Era quase três e meia da tarde e eu estava correndo. Fugindo! A chuva caía dolorosamente gelada sobre mim e comecei a ficar sem fôlego.
"Respire! Respire!"
Sentir a chuva gelada caindo sobre minha pele, era a única coisa que provava que eu ainda estava viva. Apoiei minhas mãos sobre meus joelhos e tentei controlar a respiração.

Dar adeus foi a hora mais difícil pra mim. No entanto, ele estava estabilizado, iria ter uma família e eu estava amargamente machucada. Porém, as lembranças estavam lá e não pensar nisso, era inevitável.
Michael sempre foi uma pessoa de extrema simpatia. Bonito também. Era alto, cavanhaque impecável, lábios bem contornados, cabelos bem alinhados e de um tom escuro. Talvez fosse uma beleza comum, mas, misturado ao seu bom humor, fazia com que ele fosse o homem perfeito que eu sempre imaginei.
Passamos os melhores momentos juntos. Tínhamos planos e tínhamos um ao outro. Nos completávamos e todos sabiam disso. Todos diziam isso.
Meus pais tinham um Buffet que estava se expandindo e depois, com a morte do meu irmão, eu não quis mais ficar na casa deles. Eu queria me afastar daquele ambiente pesado.
Marcus fazia falta. Sua morte foi um dos "adeuses" que eu disse. Minha mãe sempre chorava quando falava dele. Começou a ficar grudada em mim, mais do que antes.

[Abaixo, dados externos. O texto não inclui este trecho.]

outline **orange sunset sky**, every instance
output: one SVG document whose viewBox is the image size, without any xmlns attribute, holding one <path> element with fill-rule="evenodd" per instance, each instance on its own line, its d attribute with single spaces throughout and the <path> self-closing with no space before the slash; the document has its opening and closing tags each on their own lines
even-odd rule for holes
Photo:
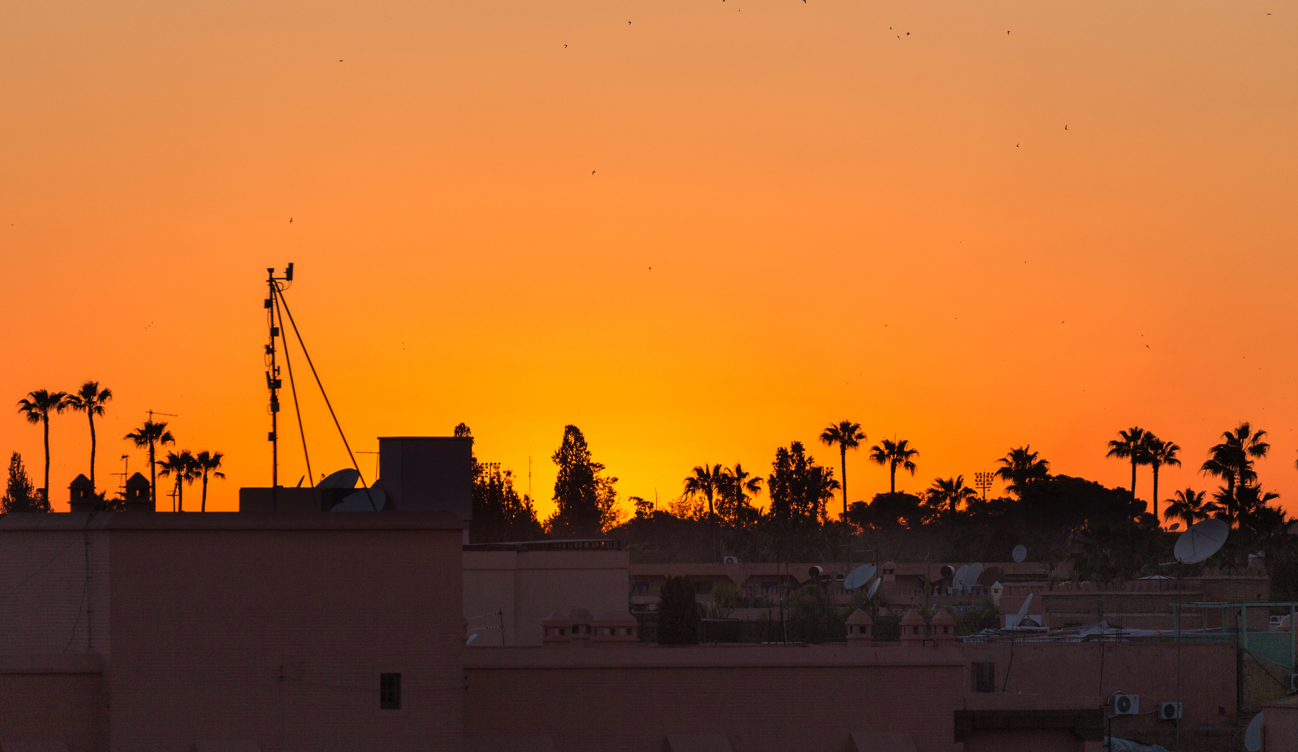
<svg viewBox="0 0 1298 752">
<path fill-rule="evenodd" d="M 1292 1 L 6 3 L 0 450 L 40 485 L 17 399 L 96 379 L 101 488 L 152 408 L 236 508 L 292 261 L 353 447 L 463 420 L 543 513 L 566 423 L 665 504 L 794 440 L 837 465 L 844 417 L 920 450 L 911 491 L 1022 443 L 1124 485 L 1138 424 L 1184 447 L 1164 498 L 1249 420 L 1298 513 L 1295 60 Z M 88 454 L 57 416 L 56 510 Z"/>
</svg>

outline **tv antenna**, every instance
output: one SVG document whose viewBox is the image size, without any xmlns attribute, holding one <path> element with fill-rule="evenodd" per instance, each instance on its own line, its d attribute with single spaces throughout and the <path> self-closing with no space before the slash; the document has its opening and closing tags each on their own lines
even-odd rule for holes
<svg viewBox="0 0 1298 752">
<path fill-rule="evenodd" d="M 275 363 L 275 337 L 279 337 L 279 324 L 283 322 L 275 318 L 278 307 L 275 298 L 280 293 L 279 283 L 293 281 L 293 264 L 284 268 L 283 276 L 275 276 L 274 267 L 266 270 L 267 296 L 263 301 L 266 307 L 266 325 L 270 329 L 270 341 L 266 344 L 266 389 L 270 390 L 270 508 L 279 511 L 279 390 L 284 382 L 279 379 L 279 366 Z M 310 472 L 308 472 L 310 475 Z"/>
</svg>

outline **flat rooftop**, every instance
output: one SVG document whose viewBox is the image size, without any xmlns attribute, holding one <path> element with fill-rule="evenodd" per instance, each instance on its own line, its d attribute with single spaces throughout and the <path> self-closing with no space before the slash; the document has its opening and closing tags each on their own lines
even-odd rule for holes
<svg viewBox="0 0 1298 752">
<path fill-rule="evenodd" d="M 4 530 L 462 530 L 437 512 L 18 512 Z"/>
</svg>

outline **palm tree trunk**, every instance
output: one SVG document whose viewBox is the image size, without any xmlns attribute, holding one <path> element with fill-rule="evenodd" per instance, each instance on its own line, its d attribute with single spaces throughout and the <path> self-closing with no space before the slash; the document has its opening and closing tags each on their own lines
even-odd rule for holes
<svg viewBox="0 0 1298 752">
<path fill-rule="evenodd" d="M 93 491 L 95 490 L 95 411 L 87 410 L 86 417 L 90 419 L 90 490 Z"/>
<path fill-rule="evenodd" d="M 42 415 L 42 419 L 44 420 L 45 424 L 45 489 L 42 493 L 45 494 L 44 506 L 48 507 L 51 506 L 49 504 L 49 414 L 47 412 Z"/>
<path fill-rule="evenodd" d="M 841 473 L 842 473 L 842 519 L 848 519 L 848 447 L 839 443 L 839 455 L 842 458 Z"/>
<path fill-rule="evenodd" d="M 1158 463 L 1151 463 L 1154 468 L 1154 520 L 1158 521 Z"/>
<path fill-rule="evenodd" d="M 149 440 L 149 500 L 158 508 L 158 465 L 153 454 L 153 440 Z"/>
</svg>

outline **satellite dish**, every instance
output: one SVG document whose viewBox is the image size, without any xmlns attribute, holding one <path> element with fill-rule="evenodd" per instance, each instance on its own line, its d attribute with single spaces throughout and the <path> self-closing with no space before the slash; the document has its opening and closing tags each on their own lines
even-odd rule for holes
<svg viewBox="0 0 1298 752">
<path fill-rule="evenodd" d="M 318 485 L 322 489 L 354 489 L 356 481 L 361 480 L 361 473 L 356 468 L 343 468 L 322 480 Z"/>
<path fill-rule="evenodd" d="M 851 572 L 848 572 L 848 576 L 842 578 L 842 589 L 855 590 L 858 587 L 864 587 L 866 582 L 870 582 L 870 580 L 874 576 L 875 576 L 875 565 L 862 564 L 861 567 L 857 567 Z"/>
<path fill-rule="evenodd" d="M 1019 607 L 1019 615 L 1014 617 L 1014 626 L 1023 626 L 1023 620 L 1028 617 L 1028 604 L 1032 603 L 1032 594 L 1023 600 L 1023 605 Z"/>
<path fill-rule="evenodd" d="M 1262 749 L 1262 713 L 1258 713 L 1249 722 L 1249 727 L 1243 730 L 1243 748 L 1249 752 Z"/>
<path fill-rule="evenodd" d="M 370 506 L 370 499 L 374 499 L 374 506 Z M 387 494 L 383 489 L 361 489 L 354 494 L 348 494 L 345 499 L 334 506 L 331 512 L 382 512 L 383 504 L 387 503 Z"/>
<path fill-rule="evenodd" d="M 1197 564 L 1216 554 L 1229 534 L 1231 525 L 1221 520 L 1194 523 L 1176 539 L 1172 555 L 1181 564 Z"/>
</svg>

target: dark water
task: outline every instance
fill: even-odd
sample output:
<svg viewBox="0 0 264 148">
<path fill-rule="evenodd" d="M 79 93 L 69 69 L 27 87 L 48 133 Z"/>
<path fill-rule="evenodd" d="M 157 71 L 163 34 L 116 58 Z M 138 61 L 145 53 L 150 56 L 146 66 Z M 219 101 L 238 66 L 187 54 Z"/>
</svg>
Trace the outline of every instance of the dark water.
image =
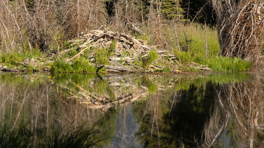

Marcus morreu com trinta e três anos em um acidente de moto. Estava bêbado. Meu pai foi o primeiro a pedir que eu saísse um pouco. Dizia que eu precisava de novas experiências.
Novamente dei adeus.
Então, saí da Califórnia e vim para Boston, ficar um tempo na casa de uns tios da minha mãe. Meu pai havia me dado uma quantia considerável. Saí da casa dos meus tios avôs e comprei uma casa confortável. Não era nova, ainda assim, era minha e reformei do meu jeito. Até que foi um bom negócio, considerando o fato de o bairro ser próximo ao centro, porém, bem tranquilo.
Meu pai enviava uma mesada todos os meses.
Comecei a trabalhar em uma perfumaria no shopping e com o restante do dinheiro que sobrou da casa, comprei um carro usado.
Depois de três anos, me tornei gerente. Com o passar do tempo, a loja fechou e me demitiram. Então abri uma cafeteria na minha casa.
Quantas vezes eu fiquei com os olhos atentos, prestando atenção enquanto minha mãe fazia bolos e doces para encomendas. Eu era fascinada por cada criação que ela fazia. Sentia falta daquele tempo.
As crianças saíam da escola e sempre davam uma paradinha para comer os cupcakes que eu fazia. Havia bolos, tortas, cafés, cappuccinos, chás e muitas outras coisas. Era um sonho realizado.
Como eu conheci o Michael? Bom, isso foi quando comecei a trabalhar no shopping. Uns quatro meses depois de iniciar o trabalho.
Um dia, enquanto eu fazia sangria em um dos caixas, uma das vendedoras havia saído para almoçar e esquecido a carteira em cima do balcão. Eu verifiquei se estava tudo certo com meu caixa e saí para o almoço. Levei a carteira para entregar a minha colega de trabalho. Depois que a encontrei e lhe entreguei a carteira, fui em direção ao restaurante onde eu costumava almoçar, então, alguém esbarrou em mim e derrubou café no meu uniforme. Eu levei um susto e ao mesmo tempo, estava grata pelo fato de que o café não estava totalmente quente.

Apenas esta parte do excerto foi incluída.